Interactions of polymeric and liposomal gene delivery systems with extracellular glycosaminoglycans: physicochemical and transfection studies - PubMed (original) (raw)
Interactions of polymeric and liposomal gene delivery systems with extracellular glycosaminoglycans: physicochemical and transfection studies
M Ruponen et al. Biochim Biophys Acta. 1999.
Free article
Abstract
Complexes of DNA with cationic lipids and cationic polymers are frequently used for gene transfer. Extracellular interactions of the complexes with anionic glycosaminoglycans (GAGs) may interfere with gene transfer. Interactions of GAGs with the carrier-DNA complexes were studied using tests for DNA relaxation (ethidium bromide intercalation), DNA release (electrophoresis), and transfection (pCMVbetaGal transfer into RAA smooth muscle cells). Several cationic lipid formulations (DOTAP, DOTAP/Chol, DOTAP/DOPE, DOTMA/DOPE, DOGS) and cationic polymers (fractured dendrimer, polyethylene imines 25 kDa and 800 kDa, polylysines 20 kDa and 200 kDa) were tested. Polycations condensed DNA more effectively than the monovalent lipids. Hyaluronic acid did not release or relax DNA in any complex, but it inhibited the transfection by some polyvalent systems (PEI, dendrimers, DOGS).
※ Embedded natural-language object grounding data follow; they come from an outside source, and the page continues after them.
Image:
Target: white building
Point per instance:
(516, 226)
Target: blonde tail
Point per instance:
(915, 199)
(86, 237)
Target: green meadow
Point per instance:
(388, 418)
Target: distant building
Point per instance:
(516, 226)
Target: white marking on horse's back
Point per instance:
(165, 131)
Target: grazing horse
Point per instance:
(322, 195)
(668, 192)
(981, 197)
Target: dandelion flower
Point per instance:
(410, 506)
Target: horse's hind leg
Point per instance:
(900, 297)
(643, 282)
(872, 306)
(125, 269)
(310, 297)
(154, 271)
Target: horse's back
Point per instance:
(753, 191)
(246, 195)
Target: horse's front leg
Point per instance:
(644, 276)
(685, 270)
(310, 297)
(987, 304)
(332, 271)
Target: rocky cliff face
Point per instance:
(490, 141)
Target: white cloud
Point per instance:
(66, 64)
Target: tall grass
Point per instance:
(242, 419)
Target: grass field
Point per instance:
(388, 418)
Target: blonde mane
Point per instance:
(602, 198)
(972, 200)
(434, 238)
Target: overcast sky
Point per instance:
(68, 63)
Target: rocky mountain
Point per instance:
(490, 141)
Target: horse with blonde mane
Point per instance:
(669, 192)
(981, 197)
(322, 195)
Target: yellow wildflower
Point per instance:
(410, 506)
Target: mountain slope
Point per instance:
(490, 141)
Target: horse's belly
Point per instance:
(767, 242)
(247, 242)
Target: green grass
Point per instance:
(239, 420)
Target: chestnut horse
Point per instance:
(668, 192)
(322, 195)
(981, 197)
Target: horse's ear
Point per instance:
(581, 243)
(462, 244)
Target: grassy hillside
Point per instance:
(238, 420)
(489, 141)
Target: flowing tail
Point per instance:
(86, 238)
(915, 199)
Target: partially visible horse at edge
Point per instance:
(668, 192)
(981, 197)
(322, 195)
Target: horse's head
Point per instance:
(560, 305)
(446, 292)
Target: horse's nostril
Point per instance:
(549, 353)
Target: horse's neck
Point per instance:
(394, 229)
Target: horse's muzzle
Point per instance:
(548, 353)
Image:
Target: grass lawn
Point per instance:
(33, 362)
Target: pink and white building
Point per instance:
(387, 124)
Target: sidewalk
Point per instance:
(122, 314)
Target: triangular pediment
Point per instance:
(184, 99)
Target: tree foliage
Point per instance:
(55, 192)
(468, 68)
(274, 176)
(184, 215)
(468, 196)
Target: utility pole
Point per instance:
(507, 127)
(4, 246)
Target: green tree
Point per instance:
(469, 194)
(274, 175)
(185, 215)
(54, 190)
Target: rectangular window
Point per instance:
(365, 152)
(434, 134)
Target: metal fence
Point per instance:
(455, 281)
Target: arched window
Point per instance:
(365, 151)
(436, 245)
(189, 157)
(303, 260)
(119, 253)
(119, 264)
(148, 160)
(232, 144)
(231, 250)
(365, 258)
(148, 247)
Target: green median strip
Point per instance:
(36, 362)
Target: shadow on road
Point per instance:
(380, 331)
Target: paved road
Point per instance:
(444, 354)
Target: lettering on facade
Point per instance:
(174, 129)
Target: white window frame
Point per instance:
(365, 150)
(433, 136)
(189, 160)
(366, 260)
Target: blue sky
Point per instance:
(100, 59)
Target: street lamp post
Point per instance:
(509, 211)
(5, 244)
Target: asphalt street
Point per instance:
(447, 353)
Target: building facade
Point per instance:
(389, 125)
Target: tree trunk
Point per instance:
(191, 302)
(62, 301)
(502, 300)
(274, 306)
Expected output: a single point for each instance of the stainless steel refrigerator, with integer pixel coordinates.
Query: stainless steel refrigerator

Gene transfer by the other carriers was not affected by hyaluronic acid. Sulfated GAGs (heparan sulfate, chondroitin sulfates B and C) completely blocked transfection, except in the case of the liposomes with DOPE. Sulfated GAGs relaxed and released DNA from some complexes, but these events were not prerequisites for the inhibition of transfection. In conclusion, polyvalent delivery systems with endosomal buffering capacity (DOGS, PEI, dendrimer) were most sensitive to the inhibitory effects of GAGs on gene transfer, while fusogenic liposomes (with DOPE) were the most resistant systems.